Economy in the U.K. grew slower in the fourth quarter, hampered by high inflation and heavy snowfall, according to the latest report by the U.K. Statistical Department.
GDP growth in the fourth quarter shrunk by 0.5 percent in the fourth quarter, after rising 0.7 percent in the third quarter, the report said.
Economists were expecting GDP growth of 0.4 percent.
The economy grew by 1.7 percent in the quarter, compared with the same period a year ago.
Output in the production industries however rose by 0.9 percent, even as the construction sector and service industries saw a decline in output.
The slowdown in growth was mainly due to business services and finance, construction, hotels and restaurants, the report said.
Conditions in the mining and quarrying segment output continued to worsen as they fell 2.5 percent, more than the 1.7 percent in the previous quarter. Manufacturing output, however, continued to improve with 1.4 percent growth.
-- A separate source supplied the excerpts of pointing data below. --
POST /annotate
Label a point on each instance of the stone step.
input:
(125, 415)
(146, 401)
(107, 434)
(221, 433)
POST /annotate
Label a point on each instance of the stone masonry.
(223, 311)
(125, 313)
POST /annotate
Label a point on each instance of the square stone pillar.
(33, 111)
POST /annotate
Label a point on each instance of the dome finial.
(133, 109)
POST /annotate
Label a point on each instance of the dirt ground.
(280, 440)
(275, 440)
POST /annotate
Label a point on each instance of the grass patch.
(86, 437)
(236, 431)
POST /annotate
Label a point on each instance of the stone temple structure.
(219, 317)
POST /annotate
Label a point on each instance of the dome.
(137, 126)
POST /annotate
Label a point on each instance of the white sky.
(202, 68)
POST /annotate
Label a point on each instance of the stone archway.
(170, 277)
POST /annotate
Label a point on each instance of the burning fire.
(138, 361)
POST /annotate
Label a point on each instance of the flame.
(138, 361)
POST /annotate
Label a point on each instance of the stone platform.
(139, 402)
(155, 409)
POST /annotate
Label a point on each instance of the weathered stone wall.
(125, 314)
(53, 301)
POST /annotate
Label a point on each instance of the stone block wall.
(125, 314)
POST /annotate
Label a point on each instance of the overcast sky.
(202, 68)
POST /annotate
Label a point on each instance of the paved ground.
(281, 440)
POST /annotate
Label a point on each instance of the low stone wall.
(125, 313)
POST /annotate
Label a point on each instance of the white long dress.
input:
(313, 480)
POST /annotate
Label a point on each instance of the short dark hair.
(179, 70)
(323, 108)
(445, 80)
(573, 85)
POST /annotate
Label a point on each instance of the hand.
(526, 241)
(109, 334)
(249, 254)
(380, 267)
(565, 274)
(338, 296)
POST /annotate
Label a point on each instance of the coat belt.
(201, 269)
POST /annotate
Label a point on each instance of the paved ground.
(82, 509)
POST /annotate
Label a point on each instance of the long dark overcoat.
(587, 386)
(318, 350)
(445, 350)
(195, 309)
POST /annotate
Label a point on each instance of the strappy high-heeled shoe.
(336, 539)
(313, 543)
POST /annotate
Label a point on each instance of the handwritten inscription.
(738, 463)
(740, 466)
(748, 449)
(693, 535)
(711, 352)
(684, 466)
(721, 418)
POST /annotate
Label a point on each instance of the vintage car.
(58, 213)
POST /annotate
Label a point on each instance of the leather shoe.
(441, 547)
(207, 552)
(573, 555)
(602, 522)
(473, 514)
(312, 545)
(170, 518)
Hotels and restaurants suddenly turned negative, as fears about higher inflation and lower job security began plaguing the economy, along with heavy snowfall that kept people out of the shops last year. Output in the sector, along with distribution fell by 0.5 percent, compared to the increase of 0.8 percent in the previous quarter.
The Bank of England has continued to maintain its key interest rates at a minimum, trying hard to contain inflation. However, higher VAT taxes and unemployment has left consumer confidence shaky. Many people expect inflation to soar higher in 2011.